Spectacle vs Structure Marc Fournier Published December 13, 2025

Part 4: Why Spectacle Feels True

On This Piece
Spectacle works because it speaks to emotion first and reason, if at all, much later. The loudest voices sound the clearest. The most outrageous claims feel like courage. This piece examines the psychological mechanism that makes political theater so effective — not despite being manipulative, but because of it. It doesn't have to be true. It just has to feel truer than the truth.

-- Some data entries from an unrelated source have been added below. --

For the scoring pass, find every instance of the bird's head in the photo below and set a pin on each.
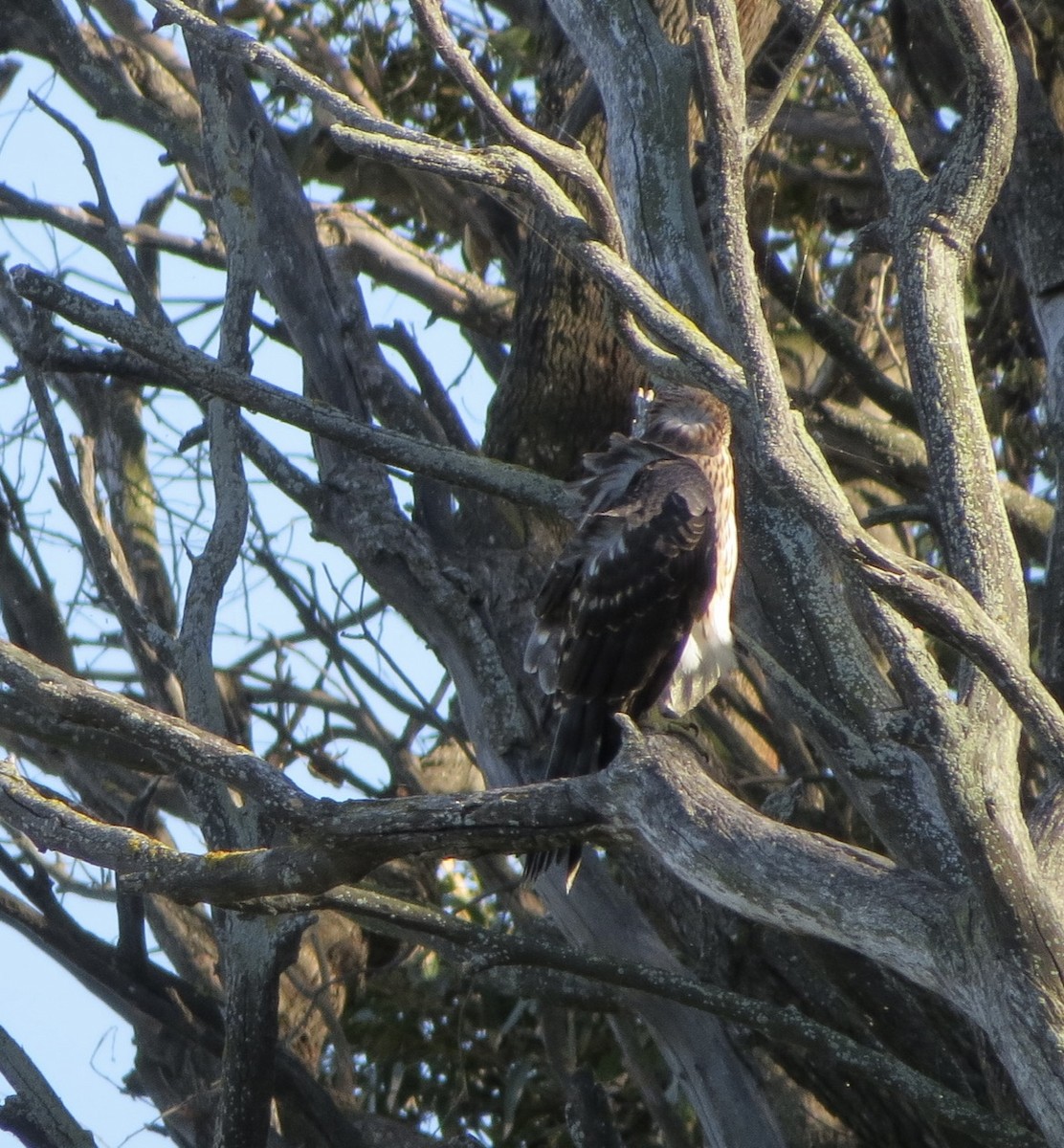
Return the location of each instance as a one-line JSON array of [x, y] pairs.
[[686, 420]]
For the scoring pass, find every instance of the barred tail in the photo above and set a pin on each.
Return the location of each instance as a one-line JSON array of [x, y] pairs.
[[586, 740]]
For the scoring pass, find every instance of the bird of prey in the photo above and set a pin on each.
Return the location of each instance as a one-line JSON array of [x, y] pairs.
[[636, 608]]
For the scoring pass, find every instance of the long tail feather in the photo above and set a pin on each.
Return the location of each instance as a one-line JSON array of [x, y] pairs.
[[586, 740]]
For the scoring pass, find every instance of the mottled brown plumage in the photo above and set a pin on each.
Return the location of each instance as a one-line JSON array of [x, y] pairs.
[[634, 609]]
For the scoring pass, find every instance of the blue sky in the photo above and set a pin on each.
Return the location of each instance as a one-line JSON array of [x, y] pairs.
[[79, 1045]]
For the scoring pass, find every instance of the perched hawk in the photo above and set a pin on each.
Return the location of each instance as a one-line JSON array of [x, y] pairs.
[[636, 608]]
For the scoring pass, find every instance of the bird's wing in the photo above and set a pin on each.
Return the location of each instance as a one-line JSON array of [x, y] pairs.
[[617, 606]]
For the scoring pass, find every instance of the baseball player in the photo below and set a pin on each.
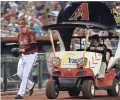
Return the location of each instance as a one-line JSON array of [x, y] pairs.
[[28, 49]]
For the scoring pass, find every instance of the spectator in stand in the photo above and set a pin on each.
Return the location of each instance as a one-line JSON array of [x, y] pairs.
[[43, 18], [13, 26]]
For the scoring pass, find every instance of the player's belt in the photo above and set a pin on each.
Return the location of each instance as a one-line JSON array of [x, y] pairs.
[[29, 53]]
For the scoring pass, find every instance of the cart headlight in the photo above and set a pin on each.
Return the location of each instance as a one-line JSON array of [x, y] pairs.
[[82, 62], [56, 61]]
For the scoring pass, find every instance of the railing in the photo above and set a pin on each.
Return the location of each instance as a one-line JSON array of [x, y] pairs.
[[9, 79]]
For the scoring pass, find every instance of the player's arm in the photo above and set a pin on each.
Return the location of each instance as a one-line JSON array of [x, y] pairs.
[[33, 43]]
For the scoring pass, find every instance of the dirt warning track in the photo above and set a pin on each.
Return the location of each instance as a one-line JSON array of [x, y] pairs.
[[40, 95]]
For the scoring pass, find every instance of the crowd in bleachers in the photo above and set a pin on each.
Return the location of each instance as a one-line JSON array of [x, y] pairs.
[[35, 13]]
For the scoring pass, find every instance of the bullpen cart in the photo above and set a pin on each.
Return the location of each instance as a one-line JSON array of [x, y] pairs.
[[77, 71]]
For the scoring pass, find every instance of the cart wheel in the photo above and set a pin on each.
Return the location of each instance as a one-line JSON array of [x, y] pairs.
[[52, 90], [115, 89], [73, 92], [88, 89]]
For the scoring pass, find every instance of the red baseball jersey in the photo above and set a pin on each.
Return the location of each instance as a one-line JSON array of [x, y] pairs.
[[26, 39]]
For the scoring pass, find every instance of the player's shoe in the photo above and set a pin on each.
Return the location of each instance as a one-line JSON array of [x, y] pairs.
[[31, 90], [18, 97]]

We like to think we choose what to believe. But most of the time, belief chooses us. When the world feels complicated, certainty feels like safety. And the simplest stories — the ones that flatter what we already feel — are the easiest to hold onto. Spectacle feeds that impulse. It gives us heroes and villains, cheer lines and scapegoats. It turns politics into an emotional sorting hat — proof that we’re on the right side, and someone else is wrong enough to hate. It’s rewarding, in the same way gossip is rewarding: quick, dramatic, and self-confirming. Facts can challenge us; stories reassure us. That’s why the loudest voices sound the clearest, and why the most outrageous claims feel like courage instead of manipulation. The spectacle works because it speaks to emotion first, and reason, if at all, much later. It doesn’t have to be true — it just has to feel truer than the truth.